Se penso all’Europa, non vedo l’alba della restaurazione non conservatrice auspicata da Pomicino. Vedo piuttosto una lenta ma inarrestabile disgregazione dell’edificio comunitario, che si consuma nell’esplosione di egoismi nazionali e ossessioni securitarie. Se penso all’Italia, poi, mi riesce difficile considerare il 60 per cento di No al referendum costituzionale come il colpo di maglio all’era dei partiti personali. Perché almeno la metà di quei diciannove milioni di voti che hanno respinto la riforma di Matteo Renzi appartiene a un movimento che vuole distruggere la democrazia delegata e i partiti (senza aggettivi). Appartiene a un movimento, inoltre, in cui si celebra l’apoteosi dell’uomo solo al comando.

Non so, infine, quanto Sergio Mattarella possa essere lusingato dal suo accostamento a Talleyrand. Figura certamente centrale nella vicenda europea del primo Ottocento, ma non proprio un simbolo di trasparenza e correttezza. Del resto, proprio allo “stregone della diplomazia” si deve una delle definizioni più brillanti e argute del tradimento: “La trahison n’est qu’une question de temps”. “Quando non cospira, Talleyrand intrallazza”, diceva François-René de Chateaubriand.

In effetti, il camaleontico principe di Benevento era passato indenne – e sempre in posizioni di prestigio – dall’Antico Regime alla Rivoluzione, dal Direttorio al Consolato, da Napoleone alla Restaurazione di Luigi XVIII, e poi alla monarchia di Luglio. Un artista del doppiogiochismo, che raggiunge il suo apice nel “tradimento di Erfurt”. In un incontro che si svolge nella città della Turingia (settembre-ottobre 1808), concordato per consolidare la pace di Tilsit dell’anno precedente, Napoleone sollecita l’aiuto di Alessandro I per arginare l’offensiva austro-prussiana contro le sue truppe. Volendo dar credito alle sue memorie, in un colloquio segreto Talleyrand sconsiglia lo zar di accettare: “Sire, che siete venuto a fare qui? Tocca a voi salvare l’Europa, e non ci riuscirete che tenendo testa a Napoleone. Il popolo francese è civilizzato e il suo sovrano non lo è; il sovrano di Russia è civilizzato e il suo popolo non lo è; il sovrano di Russia deve quindi allearsi con il popolo francese”.

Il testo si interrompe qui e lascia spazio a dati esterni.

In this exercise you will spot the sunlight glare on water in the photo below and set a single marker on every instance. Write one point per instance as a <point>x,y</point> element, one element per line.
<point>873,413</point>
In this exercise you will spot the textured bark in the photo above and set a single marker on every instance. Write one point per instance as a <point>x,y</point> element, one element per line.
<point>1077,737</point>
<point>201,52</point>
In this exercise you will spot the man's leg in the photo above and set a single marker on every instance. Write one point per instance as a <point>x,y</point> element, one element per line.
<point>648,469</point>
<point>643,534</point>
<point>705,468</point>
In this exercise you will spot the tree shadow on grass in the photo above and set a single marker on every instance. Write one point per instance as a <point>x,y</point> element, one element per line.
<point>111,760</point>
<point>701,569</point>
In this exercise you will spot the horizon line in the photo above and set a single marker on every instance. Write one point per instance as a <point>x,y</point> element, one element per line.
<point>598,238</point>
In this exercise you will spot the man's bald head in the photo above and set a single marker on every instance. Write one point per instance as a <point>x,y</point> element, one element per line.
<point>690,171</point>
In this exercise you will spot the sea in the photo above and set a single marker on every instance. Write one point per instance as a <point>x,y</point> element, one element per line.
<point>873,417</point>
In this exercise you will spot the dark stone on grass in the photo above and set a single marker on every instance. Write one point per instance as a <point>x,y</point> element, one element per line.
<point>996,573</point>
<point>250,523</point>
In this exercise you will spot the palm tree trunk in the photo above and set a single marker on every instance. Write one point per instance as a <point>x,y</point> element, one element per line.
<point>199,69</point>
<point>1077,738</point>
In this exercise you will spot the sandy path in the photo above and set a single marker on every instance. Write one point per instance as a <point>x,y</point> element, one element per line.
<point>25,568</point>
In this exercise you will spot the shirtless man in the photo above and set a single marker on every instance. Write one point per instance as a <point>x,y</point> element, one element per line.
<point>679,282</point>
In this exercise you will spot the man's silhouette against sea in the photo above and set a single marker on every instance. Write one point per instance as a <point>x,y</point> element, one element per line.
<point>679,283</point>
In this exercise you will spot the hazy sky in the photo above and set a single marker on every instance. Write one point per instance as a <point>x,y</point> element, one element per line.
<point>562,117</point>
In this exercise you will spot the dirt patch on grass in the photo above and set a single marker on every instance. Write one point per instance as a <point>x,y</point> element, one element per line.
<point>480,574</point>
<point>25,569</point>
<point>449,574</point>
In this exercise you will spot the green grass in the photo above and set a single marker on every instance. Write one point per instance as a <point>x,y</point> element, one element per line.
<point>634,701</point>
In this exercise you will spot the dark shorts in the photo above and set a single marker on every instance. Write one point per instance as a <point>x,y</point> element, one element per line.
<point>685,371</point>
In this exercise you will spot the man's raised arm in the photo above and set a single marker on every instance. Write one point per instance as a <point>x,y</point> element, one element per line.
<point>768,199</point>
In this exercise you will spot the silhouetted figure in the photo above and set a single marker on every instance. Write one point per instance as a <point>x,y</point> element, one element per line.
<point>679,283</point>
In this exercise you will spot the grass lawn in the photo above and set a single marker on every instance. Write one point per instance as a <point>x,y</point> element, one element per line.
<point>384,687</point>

Ecco, proprio per il rispetto che ho della storia personale dell’inquilino del Colle, un Mattarella che pugnala alla schiena Renzi e si allea sottobanco con gli ex democristiani per restaurare la Prima Repubblica (proporzionale, coalizioni a geometria variabile, spesa pubblica a gogò) faccio ancora fatica a immaginarlo.